I'm trying to build a model with the TimeDistributed Dense layer, but I still get this error.我正在尝试使用 TimeDistributed Dense 层构建一个 model,但我仍然收到此错误。

ValueError: `TimeDistributed` Layer should be passed an `input_shape` with at least 3 dimensions, received: (None, 16)

Am I missing something?我错过了什么吗? The data has a format like the one provided in the snippet below.数据的格式类似于下面代码片段中提供的格式。 The model is simplified, but the error is the same. model被简化了,但是错误是一样的。

from tensorflow.keras.models import Sequential
from tensorflow.keras.layers import LSTM, TimeDistributed, Dense
import numpy as np


data = np.random.random((100, 10, 32))
labels = np.random.randint(2, size=(100, 10, 1))

model = Sequential()

model.add(LSTM(16, input_shape=(10, 32)))
model.add(TimeDistributed(Dense(10, activation='sigmoid')))

model.compile(loss='binary_crossentropy', optimizer='adam')
model.fit(data, labels, epochs=10, batch_size=32)

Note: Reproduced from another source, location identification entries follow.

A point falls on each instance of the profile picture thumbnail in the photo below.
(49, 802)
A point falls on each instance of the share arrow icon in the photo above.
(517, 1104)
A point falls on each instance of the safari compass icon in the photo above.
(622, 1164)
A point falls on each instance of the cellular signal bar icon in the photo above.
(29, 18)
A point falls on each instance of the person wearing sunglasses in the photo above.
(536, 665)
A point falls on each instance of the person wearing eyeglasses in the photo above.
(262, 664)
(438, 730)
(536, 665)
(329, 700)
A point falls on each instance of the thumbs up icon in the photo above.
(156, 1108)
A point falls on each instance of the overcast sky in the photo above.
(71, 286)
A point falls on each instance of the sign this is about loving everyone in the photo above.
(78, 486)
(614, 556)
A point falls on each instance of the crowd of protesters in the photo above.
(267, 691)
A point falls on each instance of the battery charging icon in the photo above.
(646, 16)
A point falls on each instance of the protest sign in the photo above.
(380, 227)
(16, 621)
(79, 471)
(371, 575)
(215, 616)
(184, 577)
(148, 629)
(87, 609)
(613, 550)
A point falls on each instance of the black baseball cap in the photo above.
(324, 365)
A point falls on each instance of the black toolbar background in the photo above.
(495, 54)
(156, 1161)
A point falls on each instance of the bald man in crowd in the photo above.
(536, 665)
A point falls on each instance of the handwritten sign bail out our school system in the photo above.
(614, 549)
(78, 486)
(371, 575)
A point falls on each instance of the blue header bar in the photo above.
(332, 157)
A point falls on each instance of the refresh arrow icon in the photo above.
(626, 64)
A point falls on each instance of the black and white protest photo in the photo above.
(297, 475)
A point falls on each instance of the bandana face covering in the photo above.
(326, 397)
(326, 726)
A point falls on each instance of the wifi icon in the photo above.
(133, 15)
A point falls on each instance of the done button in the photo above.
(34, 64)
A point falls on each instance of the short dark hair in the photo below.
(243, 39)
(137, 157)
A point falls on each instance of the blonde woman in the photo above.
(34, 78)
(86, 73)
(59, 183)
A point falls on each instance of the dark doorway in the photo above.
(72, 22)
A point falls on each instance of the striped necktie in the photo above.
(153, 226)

Try changing the number of units in your output layer to 1 and using return_sequences=True in your LSTM layer to get an output space for each timestep:尝试将 output 层中的单元数更改为 1,并在LSTM层中使用return_sequences=True为每个时间步获取 output 空间:

from tensorflow.keras.models import Sequential
from tensorflow.keras.layers import LSTM, TimeDistributed, Dense
import numpy as np


data = np.random.random((100, 10, 32))
labels = np.random.randint(2, size=(100, 10, 1))

model = Sequential()

model.add(LSTM(16, input_shape=(10, 32), return_sequences=True))
model.add(TimeDistributed(Dense(1, activation='sigmoid')))

model.compile(loss='binary_crossentropy', optimizer='adam')
model.fit(data, labels, epochs=10, batch_size=32)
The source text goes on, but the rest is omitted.